There are no hard-and-fast rules regarding which variables to use in the propensity score estimation. In theory, we can group variables into four broad categories:
- variables that are related to both outcome (dependent variable) and group membership (treatment versus control);
- those associated only with the outcome;
- variables that are only related to group membership; and
- those that are not related to group membership or outcome.

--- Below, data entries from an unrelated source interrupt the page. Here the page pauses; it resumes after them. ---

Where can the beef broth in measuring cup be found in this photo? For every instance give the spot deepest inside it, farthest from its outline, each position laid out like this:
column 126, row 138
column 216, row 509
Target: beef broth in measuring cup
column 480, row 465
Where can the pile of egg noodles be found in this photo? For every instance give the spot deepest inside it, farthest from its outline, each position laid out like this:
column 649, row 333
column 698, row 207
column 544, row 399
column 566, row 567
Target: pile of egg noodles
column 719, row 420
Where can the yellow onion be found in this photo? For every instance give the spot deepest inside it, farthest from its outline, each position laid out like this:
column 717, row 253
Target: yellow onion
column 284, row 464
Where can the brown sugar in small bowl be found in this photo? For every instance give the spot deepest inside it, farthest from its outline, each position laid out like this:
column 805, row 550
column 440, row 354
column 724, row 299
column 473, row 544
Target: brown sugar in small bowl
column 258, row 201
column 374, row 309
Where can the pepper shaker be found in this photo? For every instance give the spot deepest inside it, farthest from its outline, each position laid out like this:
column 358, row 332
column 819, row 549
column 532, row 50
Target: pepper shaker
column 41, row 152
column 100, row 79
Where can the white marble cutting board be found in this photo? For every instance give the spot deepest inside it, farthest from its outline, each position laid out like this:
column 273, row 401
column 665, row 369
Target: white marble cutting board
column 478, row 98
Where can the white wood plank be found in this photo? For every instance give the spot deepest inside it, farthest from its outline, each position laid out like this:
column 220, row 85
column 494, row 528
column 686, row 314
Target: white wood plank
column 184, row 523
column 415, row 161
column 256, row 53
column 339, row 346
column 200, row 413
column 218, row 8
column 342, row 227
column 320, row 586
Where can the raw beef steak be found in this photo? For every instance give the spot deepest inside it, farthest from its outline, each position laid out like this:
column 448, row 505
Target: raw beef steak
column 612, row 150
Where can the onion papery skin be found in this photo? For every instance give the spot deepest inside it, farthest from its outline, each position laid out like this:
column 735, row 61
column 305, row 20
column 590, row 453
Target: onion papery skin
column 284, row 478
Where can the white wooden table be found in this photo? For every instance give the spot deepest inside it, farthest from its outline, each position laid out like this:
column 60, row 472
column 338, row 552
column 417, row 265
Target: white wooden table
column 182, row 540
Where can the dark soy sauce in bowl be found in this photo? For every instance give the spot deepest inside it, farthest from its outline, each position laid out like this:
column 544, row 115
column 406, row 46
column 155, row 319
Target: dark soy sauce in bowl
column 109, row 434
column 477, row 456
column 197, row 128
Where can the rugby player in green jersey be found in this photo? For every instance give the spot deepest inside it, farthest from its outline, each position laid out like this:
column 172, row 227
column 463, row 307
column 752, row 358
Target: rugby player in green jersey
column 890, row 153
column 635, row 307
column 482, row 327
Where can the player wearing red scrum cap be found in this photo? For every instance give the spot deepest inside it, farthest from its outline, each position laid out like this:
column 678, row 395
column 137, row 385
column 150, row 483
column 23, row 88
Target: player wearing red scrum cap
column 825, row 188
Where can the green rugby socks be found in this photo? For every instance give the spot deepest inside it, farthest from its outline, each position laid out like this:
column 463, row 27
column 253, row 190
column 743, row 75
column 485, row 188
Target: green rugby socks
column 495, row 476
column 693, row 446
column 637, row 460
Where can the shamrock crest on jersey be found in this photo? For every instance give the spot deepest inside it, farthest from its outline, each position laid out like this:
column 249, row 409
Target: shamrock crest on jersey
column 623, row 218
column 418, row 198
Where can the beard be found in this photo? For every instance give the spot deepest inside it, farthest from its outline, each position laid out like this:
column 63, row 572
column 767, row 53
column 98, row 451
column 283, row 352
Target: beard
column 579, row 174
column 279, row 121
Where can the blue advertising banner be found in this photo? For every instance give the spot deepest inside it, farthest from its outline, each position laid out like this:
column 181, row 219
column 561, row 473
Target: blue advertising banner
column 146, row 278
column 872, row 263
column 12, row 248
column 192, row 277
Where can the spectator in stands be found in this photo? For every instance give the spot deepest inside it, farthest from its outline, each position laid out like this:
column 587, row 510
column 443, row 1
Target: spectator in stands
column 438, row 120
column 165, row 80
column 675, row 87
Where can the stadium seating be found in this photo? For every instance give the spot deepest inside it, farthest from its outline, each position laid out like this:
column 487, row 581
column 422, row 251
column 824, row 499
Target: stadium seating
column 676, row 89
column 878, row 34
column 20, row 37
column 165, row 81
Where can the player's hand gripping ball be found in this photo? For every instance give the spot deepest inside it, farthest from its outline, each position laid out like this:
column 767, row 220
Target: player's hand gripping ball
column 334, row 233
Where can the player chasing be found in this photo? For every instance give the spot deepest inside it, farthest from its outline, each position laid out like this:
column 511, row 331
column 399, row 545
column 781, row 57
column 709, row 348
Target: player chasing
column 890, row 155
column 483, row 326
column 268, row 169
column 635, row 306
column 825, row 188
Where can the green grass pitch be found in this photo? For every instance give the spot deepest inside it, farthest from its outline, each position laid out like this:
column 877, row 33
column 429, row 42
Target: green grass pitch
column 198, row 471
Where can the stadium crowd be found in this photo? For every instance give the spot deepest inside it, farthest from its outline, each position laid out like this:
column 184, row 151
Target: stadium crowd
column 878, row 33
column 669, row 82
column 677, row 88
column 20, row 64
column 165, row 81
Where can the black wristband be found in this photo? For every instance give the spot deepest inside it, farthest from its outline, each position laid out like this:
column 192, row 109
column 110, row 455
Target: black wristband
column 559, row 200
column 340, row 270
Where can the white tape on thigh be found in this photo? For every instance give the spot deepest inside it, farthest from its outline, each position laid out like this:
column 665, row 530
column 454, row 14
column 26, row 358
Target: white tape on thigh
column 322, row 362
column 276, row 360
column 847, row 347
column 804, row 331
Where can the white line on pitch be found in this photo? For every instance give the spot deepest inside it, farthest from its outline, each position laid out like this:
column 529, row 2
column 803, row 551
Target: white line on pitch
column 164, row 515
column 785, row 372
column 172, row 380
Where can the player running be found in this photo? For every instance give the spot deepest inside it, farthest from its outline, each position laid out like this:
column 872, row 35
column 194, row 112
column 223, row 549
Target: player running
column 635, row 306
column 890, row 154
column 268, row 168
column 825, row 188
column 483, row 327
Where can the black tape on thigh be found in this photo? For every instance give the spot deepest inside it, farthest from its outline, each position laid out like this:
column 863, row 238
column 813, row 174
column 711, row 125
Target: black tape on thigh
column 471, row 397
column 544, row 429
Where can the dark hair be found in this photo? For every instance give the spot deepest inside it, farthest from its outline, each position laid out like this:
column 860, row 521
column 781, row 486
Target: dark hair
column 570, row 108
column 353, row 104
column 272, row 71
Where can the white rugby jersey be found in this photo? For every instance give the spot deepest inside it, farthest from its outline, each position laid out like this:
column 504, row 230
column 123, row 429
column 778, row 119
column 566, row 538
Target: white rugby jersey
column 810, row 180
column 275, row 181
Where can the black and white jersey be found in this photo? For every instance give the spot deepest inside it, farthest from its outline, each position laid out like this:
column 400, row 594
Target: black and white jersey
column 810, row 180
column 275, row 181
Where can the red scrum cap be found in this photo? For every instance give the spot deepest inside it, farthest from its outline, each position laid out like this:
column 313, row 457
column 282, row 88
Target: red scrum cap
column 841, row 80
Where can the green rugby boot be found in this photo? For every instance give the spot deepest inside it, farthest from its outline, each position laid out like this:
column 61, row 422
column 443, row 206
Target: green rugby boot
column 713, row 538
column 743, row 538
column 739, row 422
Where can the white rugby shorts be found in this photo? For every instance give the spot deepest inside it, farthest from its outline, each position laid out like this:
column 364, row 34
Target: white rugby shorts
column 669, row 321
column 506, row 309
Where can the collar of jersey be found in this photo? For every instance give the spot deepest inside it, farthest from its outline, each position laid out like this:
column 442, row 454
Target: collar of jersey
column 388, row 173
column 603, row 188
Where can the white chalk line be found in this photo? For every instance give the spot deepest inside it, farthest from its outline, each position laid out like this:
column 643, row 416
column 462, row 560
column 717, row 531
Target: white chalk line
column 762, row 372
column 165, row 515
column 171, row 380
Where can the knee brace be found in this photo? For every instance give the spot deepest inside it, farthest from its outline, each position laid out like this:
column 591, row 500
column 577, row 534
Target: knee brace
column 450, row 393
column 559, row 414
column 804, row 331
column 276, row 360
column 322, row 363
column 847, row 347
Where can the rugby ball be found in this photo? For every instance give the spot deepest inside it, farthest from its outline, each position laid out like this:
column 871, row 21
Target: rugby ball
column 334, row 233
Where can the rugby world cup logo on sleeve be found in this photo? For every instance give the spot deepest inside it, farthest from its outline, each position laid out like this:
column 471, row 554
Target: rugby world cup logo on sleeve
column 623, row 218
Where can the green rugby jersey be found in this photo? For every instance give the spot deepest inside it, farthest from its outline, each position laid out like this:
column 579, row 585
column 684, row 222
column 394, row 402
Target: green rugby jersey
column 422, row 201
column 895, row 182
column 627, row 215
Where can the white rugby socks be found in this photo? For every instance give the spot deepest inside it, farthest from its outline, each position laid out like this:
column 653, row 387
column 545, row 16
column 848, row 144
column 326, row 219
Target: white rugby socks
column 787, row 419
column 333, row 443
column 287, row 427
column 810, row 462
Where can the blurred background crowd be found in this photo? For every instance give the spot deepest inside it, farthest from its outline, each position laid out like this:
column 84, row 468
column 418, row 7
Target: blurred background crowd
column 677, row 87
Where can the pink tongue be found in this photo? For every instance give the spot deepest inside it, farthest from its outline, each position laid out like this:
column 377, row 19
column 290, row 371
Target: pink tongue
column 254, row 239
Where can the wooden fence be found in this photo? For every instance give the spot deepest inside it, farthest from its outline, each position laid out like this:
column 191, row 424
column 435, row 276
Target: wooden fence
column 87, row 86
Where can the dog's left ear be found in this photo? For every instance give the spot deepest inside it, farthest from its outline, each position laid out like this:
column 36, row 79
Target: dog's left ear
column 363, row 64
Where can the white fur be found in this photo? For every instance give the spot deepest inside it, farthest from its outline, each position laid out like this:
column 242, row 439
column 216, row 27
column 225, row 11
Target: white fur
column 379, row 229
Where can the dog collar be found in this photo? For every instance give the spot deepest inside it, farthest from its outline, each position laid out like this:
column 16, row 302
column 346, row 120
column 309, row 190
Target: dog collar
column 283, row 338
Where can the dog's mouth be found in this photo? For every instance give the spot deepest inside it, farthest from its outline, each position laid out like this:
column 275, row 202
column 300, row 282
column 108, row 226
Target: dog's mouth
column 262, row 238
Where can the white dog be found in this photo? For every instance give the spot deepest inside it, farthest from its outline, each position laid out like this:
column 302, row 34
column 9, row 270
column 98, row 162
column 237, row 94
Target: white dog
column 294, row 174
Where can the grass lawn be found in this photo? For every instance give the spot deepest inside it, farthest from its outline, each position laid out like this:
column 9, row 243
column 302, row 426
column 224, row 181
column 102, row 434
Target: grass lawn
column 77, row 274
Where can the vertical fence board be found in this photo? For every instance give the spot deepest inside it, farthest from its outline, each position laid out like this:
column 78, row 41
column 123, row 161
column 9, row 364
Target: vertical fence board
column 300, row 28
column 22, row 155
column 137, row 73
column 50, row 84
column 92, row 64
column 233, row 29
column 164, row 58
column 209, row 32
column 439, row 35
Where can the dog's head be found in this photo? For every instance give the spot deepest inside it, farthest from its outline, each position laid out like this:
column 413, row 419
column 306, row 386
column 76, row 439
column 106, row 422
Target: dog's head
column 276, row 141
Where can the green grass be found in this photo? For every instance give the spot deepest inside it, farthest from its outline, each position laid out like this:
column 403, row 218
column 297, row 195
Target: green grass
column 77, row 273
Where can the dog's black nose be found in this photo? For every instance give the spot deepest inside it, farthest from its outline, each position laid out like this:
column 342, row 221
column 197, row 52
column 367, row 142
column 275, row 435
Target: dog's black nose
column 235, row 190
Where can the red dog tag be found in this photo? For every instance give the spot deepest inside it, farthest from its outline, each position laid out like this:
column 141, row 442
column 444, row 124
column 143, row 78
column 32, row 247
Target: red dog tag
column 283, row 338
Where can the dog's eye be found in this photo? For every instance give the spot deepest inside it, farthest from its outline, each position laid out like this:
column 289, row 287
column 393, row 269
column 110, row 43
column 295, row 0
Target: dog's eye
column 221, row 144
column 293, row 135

In actual practice it is often hard to place variables into categories as distinct as these, even in fields such as medicine which rest on well-defined scientific principles. At a minimum, variables associated with the outcome that also differ between the groups should be considered, provided their inclusion makes intuitive and theoretical sense. These are potentially true confounders. In most circumstances, the last type listed above can be ignored. The middle two groups may prove to have an impact in multivariate modeling and should not be automatically excluded from consideration. However, propensity score analysis in a marketing context is often different and care must be taken when adapting the method to our own circumstances.
Criticisms
Propensity score analysis is not without controversy and, as is true of any methodology, can be misused. One criticism is that it is increasingly used as a substitute for experiments when the latter would have been both practical and ethical. Experiments should always be preferred whenever possible. Another criticism is that it is quite complicated, with many options and numerous decisions to make, and the way it is undertaken can substantially affect the results. Important confounding variables may be omitted, modeled incorrectly or crucial data difficult or even impossible to obtain. There is always the risk of hidden confounders – variables the researcher is unaware of that are affecting the results. Naturally, the skill and experience of the researcher must also be considered, as propensity score analysis is not as straightforward as this short article might imply.
Further reading
Nearly all the methods we use in marketing research have been developed outside of marketing research, hence I believe it is a good idea to keep our eyes and ears open for developments in other disciplines. The foregoing has been a greatly simplified overview of a relatively new and complex set of methodologies that are rapidly evolving. In addition to the many sources available online, several full-length textbooks on this subject have been published. Two recent ones are Using Propensity Scores in Quasi-Experimental Designs (Holmes) and Propensity Score Analysis: Statistical Methods and Applications (Guo and Fraser). Experimental and Quasi-Experimental Designs for Generalized Causal Inference (Shadish et al.) is a widely-cited textbook that offers a comprehensive perspective on research, including propensity score analysis, as well as detailed guidelines on research design and how design affects our interpretation of the results.